Google's internal research leaked a few years back showed they were concerned about running out of useful text data by 2026. If true, we hit a wall where adding more compute doesn't help because there's nothing new to train on. Some labs are exploring synthetic data (using AI to generate training data for other AI systems), but that introduces its own problems—like models training on the mistakes and biases of their predecessors, compounded through generations.

This is also connected to why your AI model keeps hallucinating about things that never happened. When models are trained on increasingly sparse or synthetic data, they're more likely to confabulate convincing-sounding but false information.

The uncomfortable question everyone's avoiding: what if we've already hit the point of diminishing returns? What if the next generation of models will cost twice as much for only marginal improvements? At some point, even tech billionaires might decide that $500 million per model is too much.

The Underground Movement Toward Smaller, Smarter Models

Not everyone is playing the scale game. There's a quieter revolution happening among researchers who are exploring whether you can get surprising results with smaller models through better architecture, better training techniques, or smarter data selection.

Meta's LLaMA model demonstrated that a 13-billion parameter model could compete with much larger systems on certain benchmarks.

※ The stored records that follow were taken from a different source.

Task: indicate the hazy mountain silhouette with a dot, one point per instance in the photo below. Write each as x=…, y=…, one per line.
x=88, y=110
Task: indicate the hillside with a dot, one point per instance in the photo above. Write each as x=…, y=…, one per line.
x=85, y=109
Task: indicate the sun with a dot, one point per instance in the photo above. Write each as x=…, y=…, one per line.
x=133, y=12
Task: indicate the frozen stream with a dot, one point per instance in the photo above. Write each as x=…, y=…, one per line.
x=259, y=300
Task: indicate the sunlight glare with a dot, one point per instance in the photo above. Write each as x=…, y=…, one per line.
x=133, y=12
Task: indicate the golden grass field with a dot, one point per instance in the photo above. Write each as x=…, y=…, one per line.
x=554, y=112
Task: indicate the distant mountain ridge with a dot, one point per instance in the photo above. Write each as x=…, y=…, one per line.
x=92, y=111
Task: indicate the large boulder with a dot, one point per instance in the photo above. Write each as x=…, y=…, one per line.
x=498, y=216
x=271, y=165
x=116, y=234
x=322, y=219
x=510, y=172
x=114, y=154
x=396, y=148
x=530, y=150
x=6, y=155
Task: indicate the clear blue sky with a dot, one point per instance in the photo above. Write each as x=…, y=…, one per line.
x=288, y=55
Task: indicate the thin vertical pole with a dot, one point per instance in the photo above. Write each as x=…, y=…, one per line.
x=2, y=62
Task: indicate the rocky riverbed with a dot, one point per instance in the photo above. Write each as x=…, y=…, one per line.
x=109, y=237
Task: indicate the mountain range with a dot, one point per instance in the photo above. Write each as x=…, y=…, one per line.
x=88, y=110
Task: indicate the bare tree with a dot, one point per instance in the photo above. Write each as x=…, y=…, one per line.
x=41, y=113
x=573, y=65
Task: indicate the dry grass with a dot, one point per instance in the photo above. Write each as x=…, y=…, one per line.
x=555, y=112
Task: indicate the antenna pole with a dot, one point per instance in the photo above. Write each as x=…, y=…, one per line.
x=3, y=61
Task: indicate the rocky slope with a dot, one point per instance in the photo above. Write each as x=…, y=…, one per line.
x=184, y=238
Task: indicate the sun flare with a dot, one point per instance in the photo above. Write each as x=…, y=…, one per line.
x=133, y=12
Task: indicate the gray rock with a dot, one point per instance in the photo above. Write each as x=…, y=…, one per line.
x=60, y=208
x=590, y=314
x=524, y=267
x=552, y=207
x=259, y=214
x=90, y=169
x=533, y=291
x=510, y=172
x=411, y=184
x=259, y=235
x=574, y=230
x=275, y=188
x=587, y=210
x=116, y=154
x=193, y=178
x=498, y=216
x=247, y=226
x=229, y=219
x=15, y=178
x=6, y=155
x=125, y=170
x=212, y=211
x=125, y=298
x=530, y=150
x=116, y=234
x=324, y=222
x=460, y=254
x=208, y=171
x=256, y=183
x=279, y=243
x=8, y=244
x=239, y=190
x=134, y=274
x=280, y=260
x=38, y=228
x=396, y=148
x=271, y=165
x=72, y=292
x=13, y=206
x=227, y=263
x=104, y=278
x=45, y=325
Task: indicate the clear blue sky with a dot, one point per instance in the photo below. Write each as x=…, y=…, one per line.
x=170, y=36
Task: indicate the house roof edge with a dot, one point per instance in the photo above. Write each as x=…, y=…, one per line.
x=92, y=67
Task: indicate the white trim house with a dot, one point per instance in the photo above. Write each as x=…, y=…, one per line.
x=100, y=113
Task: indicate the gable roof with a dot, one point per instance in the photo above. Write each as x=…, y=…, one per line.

It was trained for a fraction of what competitors spent. Other organizations are exploring mixture-of-experts architectures, where you have multiple smaller models that activate based on the input, rather than one massive monolithic network.

This approach won't replace frontier models trained at massive scale, but it suggests there's a future where competent, useful AI systems don't require a national laboratory's budget to create. For companies, startups, and researchers, that's a lifeline.

The Real Problem: Nobody Knows the Endpoint

The deepest fear in AI development isn't computational cost itself—it's uncertainty. Nobody actually knows what the optimal model size is. We don't know if AGI requires models the size of planetary atmospheres or whether a $10,000 system trained on the right data could theoretically achieve it. We're essentially driving blindfolded toward a destination we can't see.

If the answer turns out to be "you need even bigger models," then we're facing infrastructure and energy challenges that might be physically impossible to solve. If the answer is "smaller, smarter systems are the way," then the massive investments in scale were premature.

Either way, the companies betting everything on scaling are gambling with stakes they don't fully understand. And everyone else is waiting to see how the cards fall.